JUSQU’À PRÉSENT, LES PERSONNES ATTEINTES SEMBLENT
TRAVAILLER OU VIVRE DANS UN PÉRIMÈTRE ASSEZ RESTREINT
AU CENTRE-VILLE. POURQUOI?
Cette bactérie peut voyager loin par le vent. Cependant, plus elle se déplace, plus
elle se dilue dans l’air, ce qui réduit le risque que les passants soient exposés à
une concentration importante. En effet, la seule façon de contracter la
légionellose est de respirer la bactérie présente sur de microscopiques
gouttelettes d’eau. Les données météo livrent des indices sur la source possible de
contamination, qui pourrait être éloignée du centre-ville.

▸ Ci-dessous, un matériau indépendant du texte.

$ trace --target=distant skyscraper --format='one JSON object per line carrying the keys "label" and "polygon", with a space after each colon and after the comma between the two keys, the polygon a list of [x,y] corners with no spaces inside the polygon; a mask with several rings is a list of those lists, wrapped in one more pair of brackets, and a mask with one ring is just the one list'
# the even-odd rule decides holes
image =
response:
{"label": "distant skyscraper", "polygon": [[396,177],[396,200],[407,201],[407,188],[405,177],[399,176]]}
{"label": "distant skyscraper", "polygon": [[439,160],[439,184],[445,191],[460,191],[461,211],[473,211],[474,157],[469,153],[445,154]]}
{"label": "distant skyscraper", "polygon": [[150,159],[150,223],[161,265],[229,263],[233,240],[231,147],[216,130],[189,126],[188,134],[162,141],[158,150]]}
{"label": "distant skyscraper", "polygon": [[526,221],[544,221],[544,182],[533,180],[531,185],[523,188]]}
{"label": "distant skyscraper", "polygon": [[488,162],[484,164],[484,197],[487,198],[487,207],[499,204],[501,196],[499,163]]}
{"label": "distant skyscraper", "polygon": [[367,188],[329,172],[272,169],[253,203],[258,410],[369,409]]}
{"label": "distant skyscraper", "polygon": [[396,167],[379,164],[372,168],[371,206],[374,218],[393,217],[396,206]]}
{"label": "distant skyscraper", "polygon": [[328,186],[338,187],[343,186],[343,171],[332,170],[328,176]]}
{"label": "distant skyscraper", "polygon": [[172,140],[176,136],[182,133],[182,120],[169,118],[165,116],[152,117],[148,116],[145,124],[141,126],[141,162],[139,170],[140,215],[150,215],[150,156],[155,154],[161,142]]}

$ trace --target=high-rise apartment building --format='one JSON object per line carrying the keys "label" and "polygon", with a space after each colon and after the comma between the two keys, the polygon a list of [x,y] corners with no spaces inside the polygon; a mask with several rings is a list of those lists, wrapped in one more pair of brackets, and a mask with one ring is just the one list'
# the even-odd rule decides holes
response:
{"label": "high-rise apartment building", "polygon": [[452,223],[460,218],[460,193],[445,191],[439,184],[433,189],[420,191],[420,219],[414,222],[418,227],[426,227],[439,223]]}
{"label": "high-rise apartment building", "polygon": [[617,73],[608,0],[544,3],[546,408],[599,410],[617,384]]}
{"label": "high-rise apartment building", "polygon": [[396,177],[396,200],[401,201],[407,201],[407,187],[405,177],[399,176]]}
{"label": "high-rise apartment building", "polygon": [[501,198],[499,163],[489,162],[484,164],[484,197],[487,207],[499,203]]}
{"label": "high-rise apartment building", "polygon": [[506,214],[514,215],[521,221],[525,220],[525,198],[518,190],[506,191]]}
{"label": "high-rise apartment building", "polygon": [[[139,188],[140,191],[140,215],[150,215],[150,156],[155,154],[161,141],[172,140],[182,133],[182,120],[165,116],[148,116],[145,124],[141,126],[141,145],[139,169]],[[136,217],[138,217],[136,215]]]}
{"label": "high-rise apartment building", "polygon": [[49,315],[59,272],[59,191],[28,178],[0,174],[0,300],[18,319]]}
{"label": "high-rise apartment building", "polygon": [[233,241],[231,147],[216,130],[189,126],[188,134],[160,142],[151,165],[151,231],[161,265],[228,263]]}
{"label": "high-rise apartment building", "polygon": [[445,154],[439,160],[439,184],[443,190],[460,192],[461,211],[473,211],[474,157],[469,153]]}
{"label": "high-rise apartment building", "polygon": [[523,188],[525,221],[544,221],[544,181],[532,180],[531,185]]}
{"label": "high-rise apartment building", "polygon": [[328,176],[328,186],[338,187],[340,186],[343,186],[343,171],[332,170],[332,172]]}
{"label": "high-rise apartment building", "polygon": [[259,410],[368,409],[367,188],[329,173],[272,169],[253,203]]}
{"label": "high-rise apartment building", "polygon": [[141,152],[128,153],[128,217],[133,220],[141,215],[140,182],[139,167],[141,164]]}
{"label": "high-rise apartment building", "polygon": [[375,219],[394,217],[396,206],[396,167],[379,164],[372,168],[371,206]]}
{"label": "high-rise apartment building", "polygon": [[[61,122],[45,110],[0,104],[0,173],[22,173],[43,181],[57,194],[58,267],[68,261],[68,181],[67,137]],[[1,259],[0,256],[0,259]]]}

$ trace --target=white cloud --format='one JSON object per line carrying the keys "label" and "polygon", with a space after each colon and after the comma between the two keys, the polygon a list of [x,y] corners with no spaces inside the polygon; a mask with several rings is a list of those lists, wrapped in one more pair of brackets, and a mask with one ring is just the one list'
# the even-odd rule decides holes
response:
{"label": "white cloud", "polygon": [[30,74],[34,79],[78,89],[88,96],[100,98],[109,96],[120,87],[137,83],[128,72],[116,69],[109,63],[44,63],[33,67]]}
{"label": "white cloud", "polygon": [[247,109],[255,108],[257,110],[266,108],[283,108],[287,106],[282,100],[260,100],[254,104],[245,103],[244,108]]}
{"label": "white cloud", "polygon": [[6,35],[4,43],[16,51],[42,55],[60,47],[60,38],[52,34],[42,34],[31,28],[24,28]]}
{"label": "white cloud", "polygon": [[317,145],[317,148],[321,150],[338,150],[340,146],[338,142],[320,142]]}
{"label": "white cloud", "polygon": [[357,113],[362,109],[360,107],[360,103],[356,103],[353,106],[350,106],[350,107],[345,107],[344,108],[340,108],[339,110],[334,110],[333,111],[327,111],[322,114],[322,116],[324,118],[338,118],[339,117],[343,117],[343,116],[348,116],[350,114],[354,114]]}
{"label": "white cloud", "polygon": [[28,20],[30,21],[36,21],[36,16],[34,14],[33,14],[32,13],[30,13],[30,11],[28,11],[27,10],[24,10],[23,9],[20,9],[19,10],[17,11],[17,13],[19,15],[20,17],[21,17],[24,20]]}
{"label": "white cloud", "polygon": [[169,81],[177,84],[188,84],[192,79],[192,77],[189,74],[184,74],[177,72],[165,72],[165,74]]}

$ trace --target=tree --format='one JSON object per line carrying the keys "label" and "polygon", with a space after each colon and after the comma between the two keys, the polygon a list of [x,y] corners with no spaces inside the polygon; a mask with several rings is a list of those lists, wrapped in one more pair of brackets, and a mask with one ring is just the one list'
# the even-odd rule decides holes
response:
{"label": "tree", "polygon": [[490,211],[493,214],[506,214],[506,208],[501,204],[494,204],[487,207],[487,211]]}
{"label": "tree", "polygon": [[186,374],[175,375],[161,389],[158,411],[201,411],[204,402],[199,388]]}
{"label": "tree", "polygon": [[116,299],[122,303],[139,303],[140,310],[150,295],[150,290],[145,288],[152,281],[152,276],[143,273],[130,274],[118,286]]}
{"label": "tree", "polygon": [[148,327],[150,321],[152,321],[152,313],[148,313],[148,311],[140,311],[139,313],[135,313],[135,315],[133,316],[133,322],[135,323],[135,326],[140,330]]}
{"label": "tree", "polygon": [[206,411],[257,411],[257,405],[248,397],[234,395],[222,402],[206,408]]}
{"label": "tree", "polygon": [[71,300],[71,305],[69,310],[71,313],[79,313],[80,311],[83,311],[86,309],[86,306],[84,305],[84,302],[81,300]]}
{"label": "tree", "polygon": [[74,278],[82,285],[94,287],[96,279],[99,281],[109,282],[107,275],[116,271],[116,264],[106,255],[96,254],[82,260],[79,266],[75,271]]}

Chose sûre, la
concentration d’immeubles et la chaleur favorisent la présence des légionelles
plus longtemps dans l’air. Ces bactéries sont moins affectées que d’autres par les
rayons ultra-violets présents dans la lumière solaire et résistent mieux au
dessèchement. Elles sont aussi capables de parasiter les amibes, des protozoaires
que l’on trouve fréquemment dans l’eau, ce qui les protège. En respirant une
amibe, on peut se retrouver avec plein de légionelles dans les cellules de défense
du poumon.
COMMENT SE PROTÉGER DE CETTE BACTÉRIE SI COMMUNE DANS
L’ENVIRONNEMENT?
Cela passe surtout par l’entretien des systèmes de chauffe-eau et de climatisation.
Il faut les entretenir rigoureusement, comme on le fait avec les humidificateurs à
la maison pour éviter les champignons et les maladies. On recommande donc de
tenir l’eau du chauffe-eau à plus de 60 degrés pour empêcher la bactérie de
proliférer. Dans le cas des tours de refroidissement des systèmes de climatisation,
où l’eau stagne, on doit non seulement les nettoyer avec des biocides, mais aussi
les brosser et les laver au jet d’eau pour s’assurer qu’elles ne cachent plus de
sources massives de bactéries. Il faut effectuer un suivi serré de ces systèmes. Il
existe aussi des normes quant à la quantité de légionelles qu’on peut tolérer dans
l’eau. Je ne sais pas si c’est vérifié. Ce genre de bactéries prolifère assez lentement
pour qu’un suivi régulier puisse le détecter. Il est donc très important de s’assurer
que l’eau reste saine. Les propriétaires des immeubles ont-ils effectué
régulièrement l’entretien de leurs tours de refroidissement? Je ne sais pas. Cette
affaire démontre qu’il est difficile d’avoir une emprise sur les maladies
transmissibles par l’air. Il faut vraiment travailler à la source pour éviter la
contamination et éliminer les conditions favorisant la prolifération de ces
bactéries.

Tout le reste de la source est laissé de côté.